Der Europäische Gerichtshof für Menschenrechte hat in seiner Entscheidung vom 19. Februar 1998, Zl. 8/1997/792/993 (Fall Jacobsson; ÖJZ 1998, 41) unter Hinweis auf seine Vorjudikatur das Unterbleiben einer mündlichen Verhandlung dann als mit der EMRK vereinbar erklärt, wenn besondere Umstände ein Absehen von einer solchen Verhandlung rechtfertigen.
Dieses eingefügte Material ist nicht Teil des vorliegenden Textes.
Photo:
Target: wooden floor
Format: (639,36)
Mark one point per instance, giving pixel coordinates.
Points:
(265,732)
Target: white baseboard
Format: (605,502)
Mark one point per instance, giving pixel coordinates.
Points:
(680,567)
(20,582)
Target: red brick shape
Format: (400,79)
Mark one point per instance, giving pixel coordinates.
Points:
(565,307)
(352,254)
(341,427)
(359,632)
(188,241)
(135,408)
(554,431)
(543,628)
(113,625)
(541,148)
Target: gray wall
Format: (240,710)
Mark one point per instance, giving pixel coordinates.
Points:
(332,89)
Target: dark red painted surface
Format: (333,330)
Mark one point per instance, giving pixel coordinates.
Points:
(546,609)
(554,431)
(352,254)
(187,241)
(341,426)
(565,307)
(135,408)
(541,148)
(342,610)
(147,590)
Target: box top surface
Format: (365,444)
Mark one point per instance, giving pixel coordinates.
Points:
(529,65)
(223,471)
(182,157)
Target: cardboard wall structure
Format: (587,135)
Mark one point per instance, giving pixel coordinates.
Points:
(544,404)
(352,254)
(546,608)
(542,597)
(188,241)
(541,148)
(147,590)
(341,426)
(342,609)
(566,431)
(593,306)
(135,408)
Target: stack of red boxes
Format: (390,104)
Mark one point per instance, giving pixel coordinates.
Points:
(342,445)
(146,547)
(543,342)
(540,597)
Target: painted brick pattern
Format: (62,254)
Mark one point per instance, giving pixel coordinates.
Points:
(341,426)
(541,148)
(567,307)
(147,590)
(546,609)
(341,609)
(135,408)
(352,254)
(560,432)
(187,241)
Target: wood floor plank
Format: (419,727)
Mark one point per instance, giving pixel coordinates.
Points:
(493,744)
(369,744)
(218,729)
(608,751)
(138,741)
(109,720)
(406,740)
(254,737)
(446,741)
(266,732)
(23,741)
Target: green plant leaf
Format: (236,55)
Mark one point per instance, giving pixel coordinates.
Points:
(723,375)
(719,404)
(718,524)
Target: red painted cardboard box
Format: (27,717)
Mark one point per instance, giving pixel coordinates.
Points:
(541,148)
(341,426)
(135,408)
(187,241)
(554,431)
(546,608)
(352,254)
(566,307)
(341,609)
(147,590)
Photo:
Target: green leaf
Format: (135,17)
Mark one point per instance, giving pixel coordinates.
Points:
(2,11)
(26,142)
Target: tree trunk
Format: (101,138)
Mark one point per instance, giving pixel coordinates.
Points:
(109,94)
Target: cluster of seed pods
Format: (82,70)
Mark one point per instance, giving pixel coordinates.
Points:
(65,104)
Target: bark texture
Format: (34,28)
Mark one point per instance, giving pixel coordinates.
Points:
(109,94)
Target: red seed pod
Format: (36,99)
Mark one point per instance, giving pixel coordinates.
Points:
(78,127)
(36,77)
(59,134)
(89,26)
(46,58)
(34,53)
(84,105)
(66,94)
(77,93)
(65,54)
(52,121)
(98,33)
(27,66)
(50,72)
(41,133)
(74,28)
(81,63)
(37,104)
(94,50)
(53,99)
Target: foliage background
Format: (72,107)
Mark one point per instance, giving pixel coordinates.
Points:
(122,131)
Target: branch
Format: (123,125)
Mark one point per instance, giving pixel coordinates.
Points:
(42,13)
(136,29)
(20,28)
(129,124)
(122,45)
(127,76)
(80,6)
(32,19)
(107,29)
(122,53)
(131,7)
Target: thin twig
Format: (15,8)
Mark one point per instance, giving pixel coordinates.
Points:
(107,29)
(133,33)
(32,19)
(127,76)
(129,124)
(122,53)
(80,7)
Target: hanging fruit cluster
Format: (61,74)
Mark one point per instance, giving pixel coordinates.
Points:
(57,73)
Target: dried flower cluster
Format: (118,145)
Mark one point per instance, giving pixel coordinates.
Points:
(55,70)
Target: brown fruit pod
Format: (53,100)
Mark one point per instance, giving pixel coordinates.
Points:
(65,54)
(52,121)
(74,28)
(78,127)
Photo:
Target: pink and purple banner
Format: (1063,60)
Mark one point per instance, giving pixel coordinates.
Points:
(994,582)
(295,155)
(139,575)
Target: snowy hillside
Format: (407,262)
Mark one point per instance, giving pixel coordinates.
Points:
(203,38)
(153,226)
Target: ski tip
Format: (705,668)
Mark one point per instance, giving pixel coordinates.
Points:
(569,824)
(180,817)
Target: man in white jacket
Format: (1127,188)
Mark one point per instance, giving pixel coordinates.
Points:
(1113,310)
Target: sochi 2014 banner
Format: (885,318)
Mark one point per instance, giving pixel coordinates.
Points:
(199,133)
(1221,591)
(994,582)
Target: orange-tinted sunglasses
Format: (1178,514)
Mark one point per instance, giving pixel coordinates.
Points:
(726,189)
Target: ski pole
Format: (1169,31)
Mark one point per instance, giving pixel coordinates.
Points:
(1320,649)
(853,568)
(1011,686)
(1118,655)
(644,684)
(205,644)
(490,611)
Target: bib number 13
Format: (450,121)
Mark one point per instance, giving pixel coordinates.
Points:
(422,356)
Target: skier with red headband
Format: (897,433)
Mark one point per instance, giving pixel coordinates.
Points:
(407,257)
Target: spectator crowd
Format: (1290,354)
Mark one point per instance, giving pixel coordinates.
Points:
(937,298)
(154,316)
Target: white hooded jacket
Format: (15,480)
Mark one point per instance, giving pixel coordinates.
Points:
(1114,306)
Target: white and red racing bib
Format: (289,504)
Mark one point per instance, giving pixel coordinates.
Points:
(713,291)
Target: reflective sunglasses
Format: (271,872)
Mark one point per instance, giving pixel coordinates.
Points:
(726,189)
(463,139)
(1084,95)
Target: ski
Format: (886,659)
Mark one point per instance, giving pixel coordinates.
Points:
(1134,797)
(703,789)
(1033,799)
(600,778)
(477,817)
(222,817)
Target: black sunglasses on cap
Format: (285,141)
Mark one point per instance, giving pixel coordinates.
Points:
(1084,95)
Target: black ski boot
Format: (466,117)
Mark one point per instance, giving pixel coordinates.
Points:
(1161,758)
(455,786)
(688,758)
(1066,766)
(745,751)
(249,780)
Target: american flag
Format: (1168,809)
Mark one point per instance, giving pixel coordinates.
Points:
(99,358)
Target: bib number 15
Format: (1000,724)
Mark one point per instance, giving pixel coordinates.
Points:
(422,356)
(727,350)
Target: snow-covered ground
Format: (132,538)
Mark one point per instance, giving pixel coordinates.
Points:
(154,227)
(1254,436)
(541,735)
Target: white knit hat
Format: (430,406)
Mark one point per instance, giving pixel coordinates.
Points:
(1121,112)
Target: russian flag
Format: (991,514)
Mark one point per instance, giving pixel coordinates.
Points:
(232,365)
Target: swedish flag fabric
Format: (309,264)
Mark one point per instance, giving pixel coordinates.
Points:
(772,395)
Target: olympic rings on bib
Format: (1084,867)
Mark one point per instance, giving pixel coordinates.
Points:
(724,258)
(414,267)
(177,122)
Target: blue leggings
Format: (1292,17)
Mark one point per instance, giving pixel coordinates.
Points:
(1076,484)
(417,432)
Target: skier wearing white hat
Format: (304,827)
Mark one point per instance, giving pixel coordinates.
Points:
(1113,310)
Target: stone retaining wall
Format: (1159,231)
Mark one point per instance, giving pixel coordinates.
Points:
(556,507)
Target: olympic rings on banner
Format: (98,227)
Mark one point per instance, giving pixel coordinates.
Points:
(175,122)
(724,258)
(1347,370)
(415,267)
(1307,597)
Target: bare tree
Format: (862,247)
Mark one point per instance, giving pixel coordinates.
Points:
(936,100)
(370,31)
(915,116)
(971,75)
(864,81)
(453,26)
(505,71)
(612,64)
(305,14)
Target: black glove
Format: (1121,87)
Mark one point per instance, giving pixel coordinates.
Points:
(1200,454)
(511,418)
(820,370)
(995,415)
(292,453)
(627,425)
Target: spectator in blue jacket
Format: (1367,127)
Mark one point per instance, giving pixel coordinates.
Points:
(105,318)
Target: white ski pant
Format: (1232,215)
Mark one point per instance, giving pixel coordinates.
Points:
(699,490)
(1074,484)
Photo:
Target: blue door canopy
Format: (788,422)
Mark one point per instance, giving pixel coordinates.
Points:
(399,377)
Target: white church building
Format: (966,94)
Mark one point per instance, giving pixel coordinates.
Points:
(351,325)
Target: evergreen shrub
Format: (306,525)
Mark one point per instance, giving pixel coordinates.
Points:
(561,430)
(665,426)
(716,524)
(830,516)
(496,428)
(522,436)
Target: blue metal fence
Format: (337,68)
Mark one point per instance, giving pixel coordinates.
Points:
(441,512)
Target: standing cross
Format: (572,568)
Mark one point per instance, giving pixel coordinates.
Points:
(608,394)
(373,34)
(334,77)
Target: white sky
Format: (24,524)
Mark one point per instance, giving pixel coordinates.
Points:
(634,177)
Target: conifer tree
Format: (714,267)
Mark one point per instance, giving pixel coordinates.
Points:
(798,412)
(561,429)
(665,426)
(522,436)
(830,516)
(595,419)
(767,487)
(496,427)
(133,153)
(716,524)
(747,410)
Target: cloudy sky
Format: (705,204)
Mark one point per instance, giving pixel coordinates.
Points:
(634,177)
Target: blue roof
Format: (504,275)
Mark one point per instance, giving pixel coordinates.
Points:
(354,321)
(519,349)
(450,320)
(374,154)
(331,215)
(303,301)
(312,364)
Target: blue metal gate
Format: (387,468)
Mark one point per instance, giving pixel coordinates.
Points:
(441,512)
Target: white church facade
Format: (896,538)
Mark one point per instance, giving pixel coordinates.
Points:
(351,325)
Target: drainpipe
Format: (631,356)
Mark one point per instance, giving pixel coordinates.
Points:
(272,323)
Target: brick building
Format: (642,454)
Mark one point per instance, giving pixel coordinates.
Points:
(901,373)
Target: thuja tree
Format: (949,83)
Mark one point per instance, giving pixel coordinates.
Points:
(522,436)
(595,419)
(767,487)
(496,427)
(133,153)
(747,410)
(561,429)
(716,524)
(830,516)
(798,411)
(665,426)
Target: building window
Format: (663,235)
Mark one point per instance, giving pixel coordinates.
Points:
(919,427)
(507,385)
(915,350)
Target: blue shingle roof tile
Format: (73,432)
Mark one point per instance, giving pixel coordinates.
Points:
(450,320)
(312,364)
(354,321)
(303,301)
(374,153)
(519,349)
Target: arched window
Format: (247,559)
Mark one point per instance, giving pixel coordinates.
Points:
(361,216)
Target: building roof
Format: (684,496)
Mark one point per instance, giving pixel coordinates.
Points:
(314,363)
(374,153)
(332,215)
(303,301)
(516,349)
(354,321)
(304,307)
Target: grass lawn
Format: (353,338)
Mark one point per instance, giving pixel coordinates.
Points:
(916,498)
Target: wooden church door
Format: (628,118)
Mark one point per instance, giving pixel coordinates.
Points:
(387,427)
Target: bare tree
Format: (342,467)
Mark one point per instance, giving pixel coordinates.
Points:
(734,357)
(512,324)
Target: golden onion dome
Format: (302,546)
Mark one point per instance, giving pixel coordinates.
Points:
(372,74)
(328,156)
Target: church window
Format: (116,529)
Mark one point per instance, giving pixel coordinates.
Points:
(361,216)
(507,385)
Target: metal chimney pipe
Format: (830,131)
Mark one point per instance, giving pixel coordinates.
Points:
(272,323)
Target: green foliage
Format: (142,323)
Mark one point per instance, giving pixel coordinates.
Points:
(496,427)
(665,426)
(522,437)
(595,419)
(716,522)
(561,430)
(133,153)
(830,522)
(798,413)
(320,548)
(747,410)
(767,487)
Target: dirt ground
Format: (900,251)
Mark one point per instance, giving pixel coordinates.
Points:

Solche besonderen Umstände erblickt der Europäische Gerichtshof für Menschenrechte darin, dass das Vorbringen des Beschwerdeführers im Fall Jacobsson vor dem Obersten Schwedischen Verwaltungsgericht nicht geeignet war, irgendeine Tatsachen- oder Rechtsfrage aufzuwerfen, die eine mündliche Verhandlung erforderlich machte (vgl. VwGH 03.11.2015, Zl. 2013/08/0153).
Maßgebend für die gegenständliche Entscheidung über den Grad der Behinderung sind die Art und das Ausmaß der Funktionsbeeinträchtigungen, welche auf Grundlage eines medizinischen Sachverständigengutachtens einzuschätzen sind. Wie unter Punkt II. 2. ausgeführt, wurden die hierzu eingeholte Gutachten als nachvollziehbar, vollständig und schlüssig erachtet. Der auf sachverständiger Basis ermittelte, entscheidungsrelevante Sachverhalt ist geklärt, nicht ergänzungsbedürftig und wurden in der Beschwerde keine Rechts- oder Tatfragen aufgeworfen, deren Lösung eine mündliche Verhandlung erfordert hätte. Es war daher von vornherein absehbar, dass eine mündliche Erörterung nichts zur Ermittlung der materiellen Wahrheit beitragen kann, sodass der erkennende Senat unter Beachtung der Wahrung der Verfahrensökonomie und -effizienz von einer mündlichen Verhandlung Abstand nahm.